Y siguen infinidad de desafíos, siendo el más importante el de mantener vivo el legado pastoral y de fe de Mons. Romero.
Eso sí, reconocimiento que trata de un legado fraguado en un contexto histórico concreto, en el cual el mártir y beato Romero puso su voz al servicio de los sin voz para denunciar violencias (comenzando con la violencia estructural), abusos y exclusiones, pero también para anunciar la buena nueva de una mejor sociedad, justa y democrática.
En realidad, ese legado de Mons.
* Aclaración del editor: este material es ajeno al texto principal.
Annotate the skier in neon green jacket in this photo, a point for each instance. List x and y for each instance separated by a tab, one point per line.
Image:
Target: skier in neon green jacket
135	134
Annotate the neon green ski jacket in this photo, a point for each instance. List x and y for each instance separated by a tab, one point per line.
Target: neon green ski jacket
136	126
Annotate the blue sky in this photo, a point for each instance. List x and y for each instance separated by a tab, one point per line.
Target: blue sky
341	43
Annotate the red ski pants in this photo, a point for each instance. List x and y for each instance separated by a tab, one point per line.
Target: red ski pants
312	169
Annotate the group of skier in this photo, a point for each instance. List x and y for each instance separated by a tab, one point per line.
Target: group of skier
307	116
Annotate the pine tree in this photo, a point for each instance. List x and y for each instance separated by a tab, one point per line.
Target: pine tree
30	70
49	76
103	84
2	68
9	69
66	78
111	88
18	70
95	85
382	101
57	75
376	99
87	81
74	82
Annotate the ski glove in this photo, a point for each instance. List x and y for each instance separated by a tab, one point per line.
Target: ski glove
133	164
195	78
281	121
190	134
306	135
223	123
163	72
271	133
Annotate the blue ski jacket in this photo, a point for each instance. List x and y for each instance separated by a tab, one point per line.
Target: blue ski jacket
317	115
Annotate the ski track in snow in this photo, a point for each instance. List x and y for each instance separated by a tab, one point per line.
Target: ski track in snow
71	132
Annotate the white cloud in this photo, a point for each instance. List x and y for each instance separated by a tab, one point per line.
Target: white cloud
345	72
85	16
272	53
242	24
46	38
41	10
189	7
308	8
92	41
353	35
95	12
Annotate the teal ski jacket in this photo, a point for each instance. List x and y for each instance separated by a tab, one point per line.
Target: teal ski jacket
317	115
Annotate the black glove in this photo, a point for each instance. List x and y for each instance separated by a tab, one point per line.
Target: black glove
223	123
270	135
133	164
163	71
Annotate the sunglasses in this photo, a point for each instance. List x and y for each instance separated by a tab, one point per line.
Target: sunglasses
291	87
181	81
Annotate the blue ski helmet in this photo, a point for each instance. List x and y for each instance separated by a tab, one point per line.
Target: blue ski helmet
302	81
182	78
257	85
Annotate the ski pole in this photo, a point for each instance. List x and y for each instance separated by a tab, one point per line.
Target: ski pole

Romero siempre ha tenido presencia en El Salvador, desde su asesinato el 24 de marzo de 1980. Comunidades religiosas en distintos lugares del país, la Fundación Romero y personas de buena voluntad no necesariamente religiosas han honrado permanentemente, desde aquel fatídico día, la memoria del Arzobispo mártir y beato. Gracias a su valentía, fe y compromiso, Mons. Romero siguió vivo en momentos en los cuales su nombre era motivo de escarnio y persecución.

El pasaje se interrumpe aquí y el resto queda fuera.